A number of recently announced deals have involved the sale of deposit-rich banks, including Medina Savings and Loan in Medina, N.Y.; First Trust & Savings Bank in Marcus, Iowa; and First National Bank in Camdenton, Mo.
“Deposits will be one of the things that banks are looking for,” said Kevin Reevey, an analyst at D.A. Davidson. Acquirers “will be looking for franchises with low-cost, sticky, attractive deposits that they could leverage into their asset-generating machines.”
The loan-to-deposit ratio for banks with less than $10 billion of assets has increased as loan growth outpaced deposit gathering, rising from 77.8% to 86% between late 2012 and the end of last year, according to FDIC data.

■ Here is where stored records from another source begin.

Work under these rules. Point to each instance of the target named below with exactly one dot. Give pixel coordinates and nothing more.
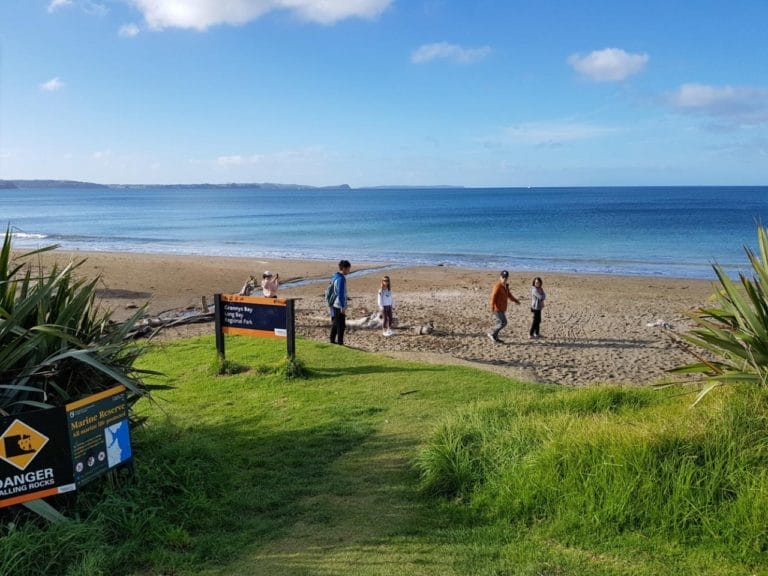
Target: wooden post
(218, 315)
(290, 327)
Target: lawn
(371, 466)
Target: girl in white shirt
(386, 303)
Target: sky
(486, 93)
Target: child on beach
(269, 284)
(386, 303)
(537, 303)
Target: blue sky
(379, 92)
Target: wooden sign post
(254, 316)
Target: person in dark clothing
(339, 305)
(499, 298)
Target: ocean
(649, 231)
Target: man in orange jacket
(499, 298)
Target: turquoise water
(677, 231)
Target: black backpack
(330, 293)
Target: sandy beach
(596, 329)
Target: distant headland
(23, 184)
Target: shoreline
(597, 328)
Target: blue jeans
(501, 321)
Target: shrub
(56, 345)
(734, 332)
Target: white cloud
(429, 52)
(609, 65)
(743, 105)
(58, 4)
(52, 85)
(553, 133)
(129, 30)
(202, 14)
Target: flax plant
(734, 333)
(56, 345)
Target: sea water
(674, 231)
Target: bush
(56, 345)
(734, 332)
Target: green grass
(359, 464)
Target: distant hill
(15, 184)
(48, 184)
(260, 185)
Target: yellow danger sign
(20, 443)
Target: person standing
(499, 297)
(269, 284)
(339, 305)
(386, 303)
(537, 303)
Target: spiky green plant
(56, 344)
(733, 333)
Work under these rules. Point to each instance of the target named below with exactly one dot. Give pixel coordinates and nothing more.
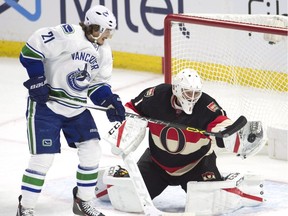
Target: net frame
(167, 65)
(212, 21)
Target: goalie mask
(187, 87)
(101, 16)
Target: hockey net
(242, 59)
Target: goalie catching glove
(125, 137)
(248, 141)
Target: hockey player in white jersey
(69, 62)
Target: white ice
(56, 197)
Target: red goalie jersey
(175, 150)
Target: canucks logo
(79, 80)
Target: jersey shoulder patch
(67, 29)
(149, 92)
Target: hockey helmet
(187, 87)
(102, 16)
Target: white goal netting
(242, 59)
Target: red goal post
(248, 53)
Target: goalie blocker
(203, 198)
(217, 197)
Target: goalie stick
(236, 126)
(142, 192)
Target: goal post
(242, 60)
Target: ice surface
(56, 197)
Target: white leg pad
(221, 197)
(120, 190)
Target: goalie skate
(81, 207)
(24, 211)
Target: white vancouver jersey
(72, 65)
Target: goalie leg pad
(120, 190)
(222, 197)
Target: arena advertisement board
(140, 26)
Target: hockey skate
(24, 211)
(81, 207)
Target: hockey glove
(38, 90)
(125, 137)
(115, 111)
(248, 141)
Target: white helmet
(187, 87)
(102, 16)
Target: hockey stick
(142, 192)
(236, 126)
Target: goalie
(176, 156)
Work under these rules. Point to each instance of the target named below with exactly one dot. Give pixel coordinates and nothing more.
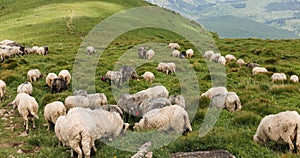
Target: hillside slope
(62, 26)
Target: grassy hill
(62, 26)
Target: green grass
(62, 25)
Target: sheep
(52, 111)
(58, 85)
(76, 101)
(178, 100)
(27, 107)
(214, 91)
(189, 53)
(65, 74)
(240, 62)
(33, 75)
(222, 60)
(25, 87)
(278, 77)
(50, 78)
(257, 70)
(148, 76)
(2, 89)
(90, 50)
(150, 54)
(294, 79)
(282, 128)
(229, 101)
(208, 54)
(142, 51)
(230, 57)
(167, 118)
(174, 46)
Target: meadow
(63, 25)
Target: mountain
(256, 18)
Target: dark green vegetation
(61, 25)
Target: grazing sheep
(240, 62)
(214, 91)
(230, 57)
(2, 89)
(257, 70)
(90, 50)
(58, 85)
(222, 60)
(208, 54)
(148, 76)
(142, 51)
(33, 75)
(150, 54)
(25, 87)
(177, 100)
(174, 46)
(52, 111)
(294, 79)
(27, 107)
(189, 53)
(278, 77)
(65, 74)
(229, 101)
(282, 128)
(166, 119)
(50, 78)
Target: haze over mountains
(274, 19)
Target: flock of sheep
(83, 118)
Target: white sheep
(214, 91)
(2, 89)
(282, 128)
(27, 107)
(65, 74)
(50, 78)
(150, 54)
(25, 87)
(169, 118)
(230, 57)
(294, 79)
(257, 70)
(189, 53)
(33, 75)
(52, 111)
(148, 76)
(90, 50)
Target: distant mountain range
(274, 19)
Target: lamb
(294, 79)
(148, 76)
(222, 60)
(174, 46)
(65, 74)
(52, 111)
(166, 119)
(33, 75)
(230, 57)
(50, 78)
(189, 53)
(229, 101)
(25, 87)
(150, 54)
(214, 91)
(2, 89)
(90, 50)
(257, 70)
(27, 107)
(282, 128)
(58, 85)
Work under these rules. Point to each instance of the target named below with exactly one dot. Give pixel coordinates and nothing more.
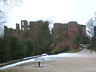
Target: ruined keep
(28, 30)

“Given the current rate environment, deposits are a hot topic recently,” said Nicholas Cucharale, an analyst at Sandler O’Neill. “The bottom line is a strong deposit franchise has significant value."
There are several things buyers should take into consideration before going after a specific bank.
Banks based in more urban or suburban centers may look to buy institutions in more rural markets where lending opportunities are more limited, said Timothy Johnson, who leads the U.S. financial services deal advisory practice at KPMG. Such deals can often be difficult to reach, because many rural banks are run by local leaders and boards that might be reluctant sell.
The deals that do happen often involve sellers with aging boards and management teams.
Other considerations come into play when urban-centric banks court rural institutions, said Sharon Dogonniuck, senior managing director of financial services at Ernst & Young Capital Advisors. Buyers should review a new market's demographics and lending opportunities, along with the seller's asset mix.
“There's a large focus around funding that is taking precedent ... but you have to be in markets that you will be ultimately able to grow,” Dogonniuck said.
Acquirers eager to add deposits should also look at the type of borrowers at a target.
Commercial real estate borrowers are not the best source of deposits, said Rolland Johannsen, a senior consulting associate at Capital Performance Group. Rather, banks with a large number of commercial clients, particularly small businesses, offer a better chance of building the liability side of the balance sheet, he said.
Banks that offer services such as treasury management also present an opportunity to develop deposit relationships.
“The funding challenge is really a question of customer mix,” Johannsen said.
Due diligence is also important to determine how adhesive a bank's depositors are and when their accounts might reprice, industry experts said.
A buyer should consider how an integration could impact deposit levels, Johannsen said. For instance, a decision to nix a popular checking account could drive away customers and diminish a deal's value of the deal, he added.
“Everything from product set to distribution channels to digital apps" needs to be reviewed, Dogonniuck said. "Think about ... what's best for the customer and the bank.”